Pujian ini diberikan setelah pada Juni 2020 lalu, masyarakat Aceh menyelamatkan para pengungsi etnis Rohingya yang terombang-ambing di lautan selama 7 bulan.
Dalam keadaan putus asa, dua dari tiga kelompok itu berisikan perempuan dan anak-anak, yang tak terhitung berapa orang membutuhkan pertolongan medis.
Lebih dari 30 orang Rohingya diperkirakan tewas dalam perjalanan pengungsian tersebut.
UNHCR melaporkan sektar 330 pengungsi Rohingya diketahui telah memulai perjalanan dari dari COx’s Bazar, Bangladesh pada bulan Februari lalu.
“Cobaan berbahaya mereka telah diperpanjang oleh keengganan kolektif negara untuk bertindak selama lebih dari enam bulan,” kata badan pengungsi PBB itu.
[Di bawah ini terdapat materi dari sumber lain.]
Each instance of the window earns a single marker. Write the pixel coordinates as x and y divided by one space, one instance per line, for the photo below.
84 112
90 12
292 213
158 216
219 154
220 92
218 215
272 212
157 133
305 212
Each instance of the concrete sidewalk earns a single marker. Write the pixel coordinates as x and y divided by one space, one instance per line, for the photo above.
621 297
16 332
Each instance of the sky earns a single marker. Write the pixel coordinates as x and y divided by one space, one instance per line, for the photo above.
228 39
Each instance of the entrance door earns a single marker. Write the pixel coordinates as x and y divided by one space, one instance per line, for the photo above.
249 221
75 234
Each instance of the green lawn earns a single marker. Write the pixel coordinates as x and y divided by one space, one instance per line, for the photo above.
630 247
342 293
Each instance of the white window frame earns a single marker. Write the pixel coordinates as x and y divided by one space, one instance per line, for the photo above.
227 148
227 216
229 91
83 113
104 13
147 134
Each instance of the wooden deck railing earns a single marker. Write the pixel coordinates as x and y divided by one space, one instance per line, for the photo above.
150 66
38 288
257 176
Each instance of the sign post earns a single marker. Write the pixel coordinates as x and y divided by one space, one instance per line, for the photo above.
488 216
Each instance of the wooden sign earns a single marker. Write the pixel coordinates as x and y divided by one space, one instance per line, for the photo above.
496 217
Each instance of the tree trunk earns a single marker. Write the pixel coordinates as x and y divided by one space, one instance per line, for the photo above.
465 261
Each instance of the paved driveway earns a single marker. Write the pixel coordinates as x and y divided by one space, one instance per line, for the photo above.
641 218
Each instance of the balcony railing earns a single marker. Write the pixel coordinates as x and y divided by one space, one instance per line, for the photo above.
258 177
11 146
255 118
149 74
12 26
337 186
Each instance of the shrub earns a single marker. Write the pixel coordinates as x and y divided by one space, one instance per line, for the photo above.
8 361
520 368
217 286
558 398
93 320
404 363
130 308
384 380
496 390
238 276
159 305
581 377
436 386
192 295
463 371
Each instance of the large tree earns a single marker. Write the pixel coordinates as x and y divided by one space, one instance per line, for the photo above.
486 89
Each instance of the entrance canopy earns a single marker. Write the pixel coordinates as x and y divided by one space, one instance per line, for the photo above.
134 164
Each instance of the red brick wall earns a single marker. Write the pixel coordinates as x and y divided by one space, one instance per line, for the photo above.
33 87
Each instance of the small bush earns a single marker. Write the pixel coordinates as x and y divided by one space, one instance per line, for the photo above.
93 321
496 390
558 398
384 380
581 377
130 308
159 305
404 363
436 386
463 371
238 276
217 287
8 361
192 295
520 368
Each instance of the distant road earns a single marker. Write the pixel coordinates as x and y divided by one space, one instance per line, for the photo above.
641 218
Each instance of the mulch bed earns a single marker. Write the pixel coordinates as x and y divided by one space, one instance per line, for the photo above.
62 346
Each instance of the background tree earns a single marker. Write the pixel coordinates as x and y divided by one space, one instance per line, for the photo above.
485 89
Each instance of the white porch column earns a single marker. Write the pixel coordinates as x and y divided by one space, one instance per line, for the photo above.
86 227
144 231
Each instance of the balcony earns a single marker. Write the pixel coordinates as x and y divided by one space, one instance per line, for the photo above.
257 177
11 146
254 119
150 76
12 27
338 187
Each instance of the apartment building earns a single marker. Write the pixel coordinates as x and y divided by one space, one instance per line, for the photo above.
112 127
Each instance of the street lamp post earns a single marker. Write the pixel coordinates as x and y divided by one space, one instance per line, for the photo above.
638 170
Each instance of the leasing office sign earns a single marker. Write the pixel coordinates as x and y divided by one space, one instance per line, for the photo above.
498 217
Bali Process sebagai satu-satunya mekanisme koordinasi regional yang ada yang mampu mengumpulkan negara-negara tentang pergerakan maritim tersebut.
Perlu diketahui Bali Process (People Smuggling, Trafficking in Persons and Related Transnational Crime) merupakan kebijakan yang telah secara efektif meningkatkan kesadaran regional tentang konsekuensi dari penyelundupan manusia, perdagangan orang dan kejahatan transnasional terkait.
Bali Process, yang diketuai bersama oleh Indonesia dan Australia, memiliki 49 anggota, termasuk Komisaris Tinggi PBB untuk Pengungsi (UNHCR), Organisasi Internasional untuk Migrasi (IOM), Kantor Narkoba dan Kejahatan Perserikatan Bangsa-Bangsa (UNODC) dan Organisasi Perburuhan Internasional (ILO), serta sejumlah negara pengamat dan badan internasional.
Namun, proses tersebut gagal memberikan tindakan regional yang komprehensif untuk menyelamatkan nyawa melalui penyelamatan dan pendaratan.
PBB mengungkapkan jika kelompok pengungsi Rohingya itu telah berulang kali mencoba turun selama lebih dari 200 hari di laut, namun tak berhasil.
“Pengungsi telah melaporkan bahwa puluhan orang meninggal sepanjang perjalanan,” ungkap mereka.
Badan PBB berulang kali telah memperingatkan konsekuensi yang mengerikan jika pengungsi di laut tak diizinan mendarat denan cara yang aman dan bijaksana.
Hingga akhirnya, kelambanan selama enam bulan terakhi berakibat fatal.
Masyarakat memberikan prioritas dalam melakukan pertolongan pertama dan perawatan medis sesuai kebutuhan.
Semua akan diuji Covid-19 di bawah standar ukuran kesehatan di Indoenesia untuk para pengungsi etnis Rohingya yang diselamatkan.
PBB menambahkan bahwa Pada saat krisis Laut Andaman dan Teluk Benggala lima tahun lalu, negara bagian Bali Process mengakui perlunya tanggapan yang andal dan kolektif untuk tantangan yang benar-benar regional ini.
Setelah menciptakan mekanisme untuk mengumpulkan pemerintah dari seluruh wilayah untuk tujuan ini secara tepat, janji komitmen tersebut tetap tidak terpenuhi.
Respons yang komprehensif dan adil tentu membutuhkan pembagian tanggung jawab dan upaya konkret di seluruh Asia Tenggara, sehingga mereka yang mengizinkan turun dan membawa mereka yang dalam kesulitan ke darat tidak membawa beban yang tidak proporsional.